Pierre é um personagem intrigante. Ele está mais solitário que Manon e Elisabeth e não sabe a quem recorrer. Ele vale-se de Elisabeth para ter a sensação de igualdade e direciona-se a Manon para ter a sensação de comprometimento. Pierre descobre a traição de Manon e decide não terminar o relacionamento com ela. Porém, desconfia de cada movimento que ela faz. No decorrer da narrativa o personagem não tem uma reação expressiva ao que acontece ao seu redor. Somente quando é confrontado por Manon a respeito de também possuir uma amante conhecemos uma faceta de Pierre que até então estava oculta.
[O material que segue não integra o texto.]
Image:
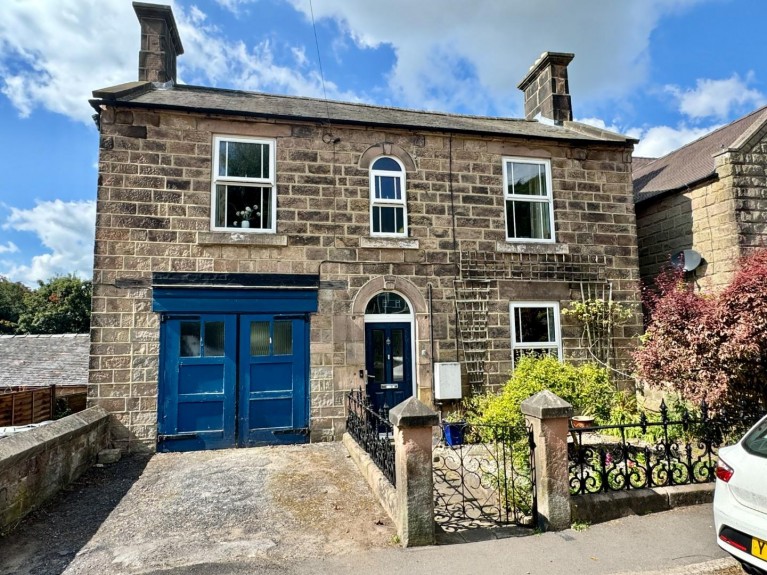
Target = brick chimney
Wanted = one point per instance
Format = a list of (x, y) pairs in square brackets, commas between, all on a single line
[(546, 89), (160, 43)]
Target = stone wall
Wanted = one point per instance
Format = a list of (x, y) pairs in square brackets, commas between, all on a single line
[(720, 219), (748, 173), (36, 464), (154, 208), (702, 219)]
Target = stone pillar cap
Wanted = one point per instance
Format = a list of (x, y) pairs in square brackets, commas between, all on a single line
[(413, 413), (546, 405)]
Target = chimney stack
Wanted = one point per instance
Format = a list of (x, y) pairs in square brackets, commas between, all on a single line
[(160, 43), (546, 89)]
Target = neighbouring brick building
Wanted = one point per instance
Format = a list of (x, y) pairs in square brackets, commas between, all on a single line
[(257, 256), (709, 196)]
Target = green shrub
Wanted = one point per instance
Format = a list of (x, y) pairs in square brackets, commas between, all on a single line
[(587, 387)]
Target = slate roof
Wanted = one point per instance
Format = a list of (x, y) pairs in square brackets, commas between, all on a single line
[(640, 162), (235, 102), (691, 163), (60, 359)]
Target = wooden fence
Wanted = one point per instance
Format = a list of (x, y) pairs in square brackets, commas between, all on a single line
[(25, 405)]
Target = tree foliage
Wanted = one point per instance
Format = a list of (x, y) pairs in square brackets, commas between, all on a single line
[(587, 387), (711, 348), (11, 304), (60, 305)]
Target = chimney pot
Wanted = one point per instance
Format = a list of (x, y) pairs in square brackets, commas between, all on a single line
[(160, 43), (546, 88)]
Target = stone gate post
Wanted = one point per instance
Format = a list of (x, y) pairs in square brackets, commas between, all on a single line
[(549, 415), (413, 422)]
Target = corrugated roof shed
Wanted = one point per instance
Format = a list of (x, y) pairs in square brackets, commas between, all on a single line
[(292, 108), (691, 163), (60, 359)]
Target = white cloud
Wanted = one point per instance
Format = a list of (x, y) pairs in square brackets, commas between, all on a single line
[(658, 141), (53, 53), (496, 42), (655, 141), (65, 229), (9, 248), (234, 6), (718, 98)]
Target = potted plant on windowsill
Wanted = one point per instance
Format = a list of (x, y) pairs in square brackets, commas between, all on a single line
[(454, 426), (246, 216)]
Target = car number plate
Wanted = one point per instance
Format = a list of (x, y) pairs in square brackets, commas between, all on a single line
[(759, 548)]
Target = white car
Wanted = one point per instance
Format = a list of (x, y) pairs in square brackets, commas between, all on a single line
[(740, 500)]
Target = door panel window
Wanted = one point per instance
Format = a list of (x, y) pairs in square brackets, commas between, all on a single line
[(283, 337), (398, 355), (190, 339), (259, 338), (379, 354), (214, 339)]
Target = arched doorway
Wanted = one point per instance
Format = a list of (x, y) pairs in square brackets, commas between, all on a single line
[(389, 345)]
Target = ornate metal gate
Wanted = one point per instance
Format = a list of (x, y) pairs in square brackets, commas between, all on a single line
[(484, 476)]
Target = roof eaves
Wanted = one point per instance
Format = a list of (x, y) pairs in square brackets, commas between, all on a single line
[(747, 134), (95, 103), (599, 133), (641, 197)]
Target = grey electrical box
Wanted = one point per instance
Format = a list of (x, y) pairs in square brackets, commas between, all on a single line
[(447, 380)]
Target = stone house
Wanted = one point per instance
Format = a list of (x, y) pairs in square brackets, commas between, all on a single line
[(257, 256), (709, 196)]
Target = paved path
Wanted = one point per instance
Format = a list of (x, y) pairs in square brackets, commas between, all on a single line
[(305, 510)]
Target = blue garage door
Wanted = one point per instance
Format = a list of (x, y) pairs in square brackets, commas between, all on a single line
[(272, 399), (232, 379)]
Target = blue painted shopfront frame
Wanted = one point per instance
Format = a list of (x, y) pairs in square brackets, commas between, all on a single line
[(211, 414)]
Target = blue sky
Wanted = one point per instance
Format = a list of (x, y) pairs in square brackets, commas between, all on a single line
[(664, 71)]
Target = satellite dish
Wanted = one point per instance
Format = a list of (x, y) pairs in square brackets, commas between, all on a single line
[(687, 260)]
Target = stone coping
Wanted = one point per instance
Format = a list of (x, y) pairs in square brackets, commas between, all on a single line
[(18, 446)]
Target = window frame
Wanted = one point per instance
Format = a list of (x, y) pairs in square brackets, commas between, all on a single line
[(556, 344), (375, 202), (548, 199), (270, 182)]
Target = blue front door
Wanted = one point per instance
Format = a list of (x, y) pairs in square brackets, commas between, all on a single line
[(388, 360), (232, 380)]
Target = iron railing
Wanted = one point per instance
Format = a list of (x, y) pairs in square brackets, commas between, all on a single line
[(372, 430), (484, 476), (646, 454)]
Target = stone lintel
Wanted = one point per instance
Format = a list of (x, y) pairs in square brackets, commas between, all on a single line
[(546, 405), (413, 413)]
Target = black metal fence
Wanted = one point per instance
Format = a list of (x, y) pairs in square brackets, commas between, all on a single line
[(645, 454), (484, 476), (372, 431)]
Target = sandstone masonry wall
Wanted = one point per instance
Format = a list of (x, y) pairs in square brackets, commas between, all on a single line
[(154, 207)]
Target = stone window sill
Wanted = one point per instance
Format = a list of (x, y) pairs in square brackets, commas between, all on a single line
[(389, 243), (531, 248), (241, 238)]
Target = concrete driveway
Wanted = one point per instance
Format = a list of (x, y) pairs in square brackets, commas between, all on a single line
[(254, 510)]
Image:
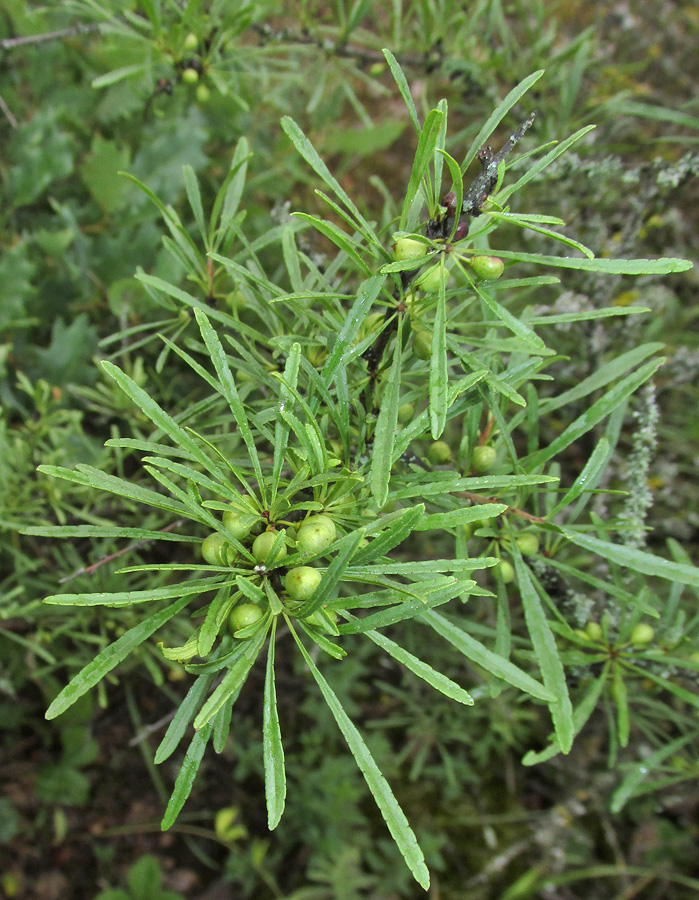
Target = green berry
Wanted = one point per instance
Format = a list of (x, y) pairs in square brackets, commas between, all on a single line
[(239, 524), (439, 453), (528, 544), (406, 248), (190, 76), (506, 571), (422, 344), (316, 534), (243, 615), (405, 412), (432, 279), (216, 550), (262, 547), (594, 631), (642, 634), (488, 266), (483, 458), (301, 582)]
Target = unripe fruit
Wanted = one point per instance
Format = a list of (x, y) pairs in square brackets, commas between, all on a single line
[(405, 412), (216, 550), (528, 544), (406, 248), (594, 631), (190, 76), (439, 453), (316, 534), (488, 266), (301, 582), (506, 571), (642, 634), (239, 525), (422, 344), (432, 279), (243, 615), (262, 547), (483, 458)]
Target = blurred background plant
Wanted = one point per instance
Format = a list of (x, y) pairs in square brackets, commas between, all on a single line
[(89, 89)]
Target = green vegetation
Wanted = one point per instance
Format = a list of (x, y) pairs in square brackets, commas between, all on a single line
[(346, 368)]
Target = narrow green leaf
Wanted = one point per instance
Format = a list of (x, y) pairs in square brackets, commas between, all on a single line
[(230, 392), (403, 87), (435, 679), (498, 115), (594, 414), (386, 426), (393, 815), (546, 653), (234, 678), (110, 657), (184, 715), (637, 560), (128, 598), (439, 377), (186, 776), (479, 654), (272, 749)]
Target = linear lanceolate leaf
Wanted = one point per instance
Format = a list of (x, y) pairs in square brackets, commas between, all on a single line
[(546, 653), (434, 678), (386, 426), (184, 715), (234, 678), (393, 815), (482, 656), (637, 560), (110, 657), (662, 266), (113, 531), (229, 390), (186, 776), (599, 410), (439, 376), (159, 417), (272, 749), (128, 598)]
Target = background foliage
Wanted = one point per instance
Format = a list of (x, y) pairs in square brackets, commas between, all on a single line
[(82, 799)]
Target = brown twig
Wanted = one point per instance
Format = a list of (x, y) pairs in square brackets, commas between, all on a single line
[(88, 570)]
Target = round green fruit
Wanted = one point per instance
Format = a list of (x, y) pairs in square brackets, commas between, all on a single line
[(439, 453), (483, 458), (301, 582), (406, 248), (432, 279), (488, 266), (216, 550), (422, 344), (240, 525), (316, 534), (243, 615), (506, 571), (642, 634), (528, 544), (262, 547)]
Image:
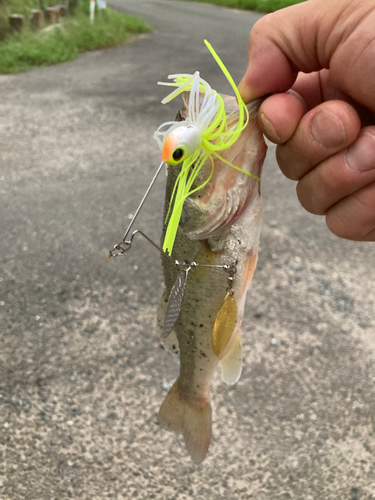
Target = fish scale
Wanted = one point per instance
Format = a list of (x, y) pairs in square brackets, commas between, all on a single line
[(219, 224)]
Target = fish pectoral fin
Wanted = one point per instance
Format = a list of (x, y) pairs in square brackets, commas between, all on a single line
[(181, 415), (231, 364), (169, 343)]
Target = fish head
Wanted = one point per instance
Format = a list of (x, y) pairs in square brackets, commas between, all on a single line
[(181, 143), (229, 192)]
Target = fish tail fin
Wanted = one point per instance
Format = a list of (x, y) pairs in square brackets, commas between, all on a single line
[(181, 415)]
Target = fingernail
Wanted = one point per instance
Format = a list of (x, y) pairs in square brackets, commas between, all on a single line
[(327, 129), (360, 157), (269, 129), (245, 92)]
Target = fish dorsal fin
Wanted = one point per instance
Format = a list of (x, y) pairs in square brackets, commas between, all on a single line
[(231, 364)]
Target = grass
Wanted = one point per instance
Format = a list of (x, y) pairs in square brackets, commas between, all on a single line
[(22, 51), (259, 5)]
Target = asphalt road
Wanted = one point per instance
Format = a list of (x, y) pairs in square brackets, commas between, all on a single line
[(81, 373)]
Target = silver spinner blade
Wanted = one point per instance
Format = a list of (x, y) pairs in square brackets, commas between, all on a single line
[(174, 302)]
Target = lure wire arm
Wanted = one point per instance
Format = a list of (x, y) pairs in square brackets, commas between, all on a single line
[(118, 250)]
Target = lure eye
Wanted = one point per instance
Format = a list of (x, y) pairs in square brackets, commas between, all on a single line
[(181, 143), (178, 154)]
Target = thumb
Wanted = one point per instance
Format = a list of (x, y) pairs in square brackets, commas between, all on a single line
[(303, 37)]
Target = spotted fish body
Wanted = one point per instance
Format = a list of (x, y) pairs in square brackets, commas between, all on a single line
[(220, 224)]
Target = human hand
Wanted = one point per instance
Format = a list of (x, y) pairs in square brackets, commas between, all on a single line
[(317, 58)]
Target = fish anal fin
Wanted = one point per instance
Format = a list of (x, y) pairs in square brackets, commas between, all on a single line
[(231, 363), (190, 418)]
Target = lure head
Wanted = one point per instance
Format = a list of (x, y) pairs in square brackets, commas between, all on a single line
[(181, 143)]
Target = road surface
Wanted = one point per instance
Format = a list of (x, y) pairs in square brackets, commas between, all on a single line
[(81, 372)]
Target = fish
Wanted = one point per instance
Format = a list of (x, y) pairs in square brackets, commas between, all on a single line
[(219, 225)]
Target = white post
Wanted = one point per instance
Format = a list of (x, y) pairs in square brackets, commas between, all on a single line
[(92, 10)]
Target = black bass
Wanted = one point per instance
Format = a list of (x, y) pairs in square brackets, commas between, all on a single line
[(219, 224)]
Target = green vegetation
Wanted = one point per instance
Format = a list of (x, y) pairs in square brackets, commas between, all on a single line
[(259, 5), (21, 51)]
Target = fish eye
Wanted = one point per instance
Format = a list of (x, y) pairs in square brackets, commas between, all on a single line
[(178, 154)]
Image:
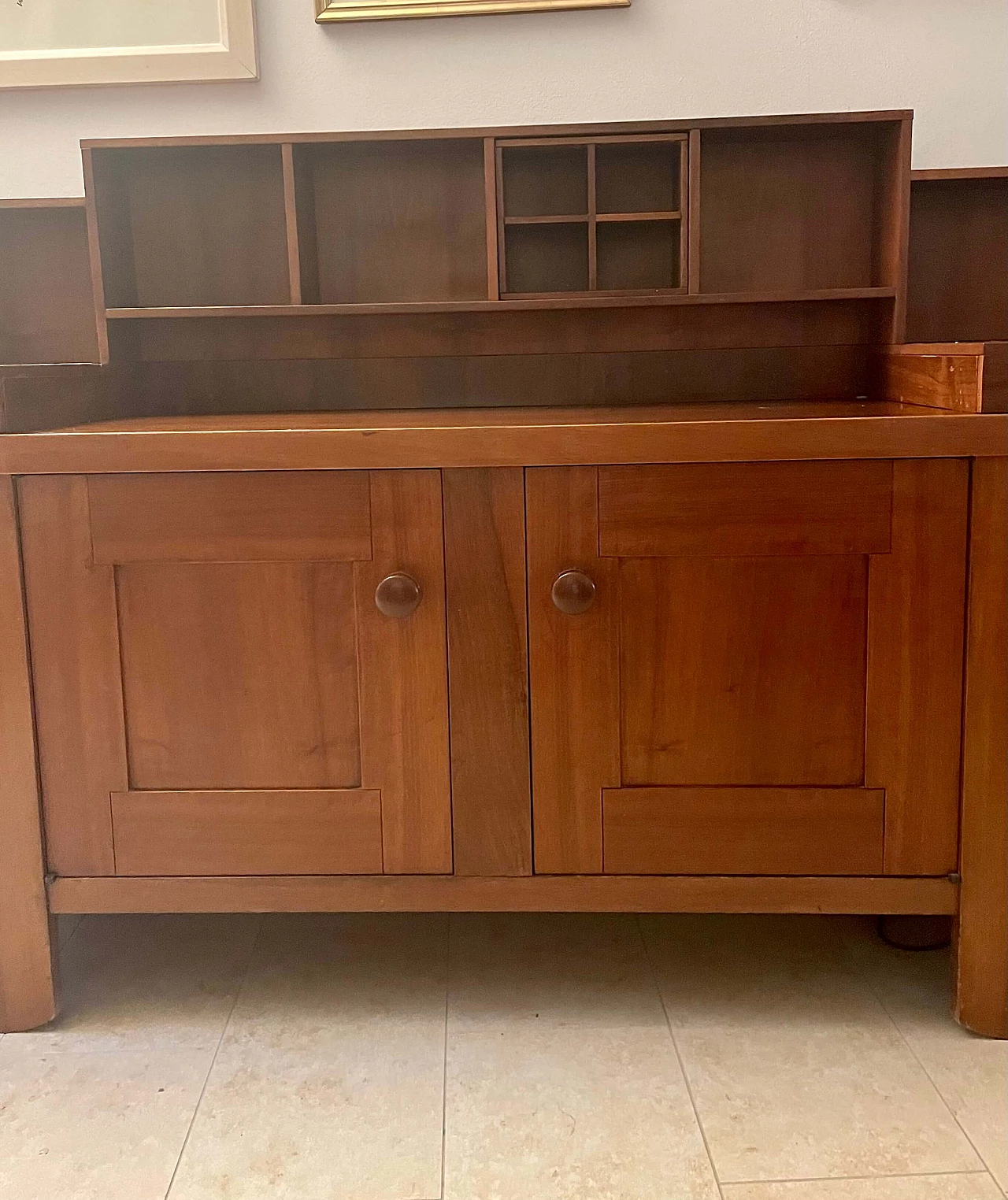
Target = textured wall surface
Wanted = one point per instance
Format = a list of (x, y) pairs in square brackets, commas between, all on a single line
[(946, 59)]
Pensando bem, Pierre é um personagem oculto. Ele caminha pela vida tentando se preencher enquanto não expressa nenhum contentamento ou vivacidade com oque ocorre. Manon e Elisabeth, por outro lado, também estão vazias, possuem uma ânsia tão grande de se preencher que se entregam por inteiro aos acontecimentos. A forma como a câmera em terceira pessoa segue Manon deixa transparecer todo o vigor que essa personagem carrega. Os planos com Elisabeth geralmente são em Plongê sugerindo a submissão dela à vida e ao outro. Os três são carentes. Entretanto, cada um carregando sua peculiaridade — Pierre é um inerte, Manon uma astuta e Elisabeth uma submissa.

L'Ombre des femmes (2015) é o segundo filme da chamada — Trilogia de Amor de Garrel. Sem dúvidas o diretor deixa claro que se diverte com toda essa narrativa anovelada. Ao concluir o longa Philippe Garrel expõe oque estava dizendo através de tantas artimanhas linguísticas: o amor é paciente e depende de um amadurecimento. Talvez precise até de um tempo na solidão para então, a partir de um auto entendimento, ele se fortalecer.



Ficha Técnica: Título: L'Ombre des femmes | Ano: 2015 | Dirigido por: Philippe Garrel | Produção: Saïd Ben Saïd, Michel Merkt e Olivier Père | Duração: 73 minutos.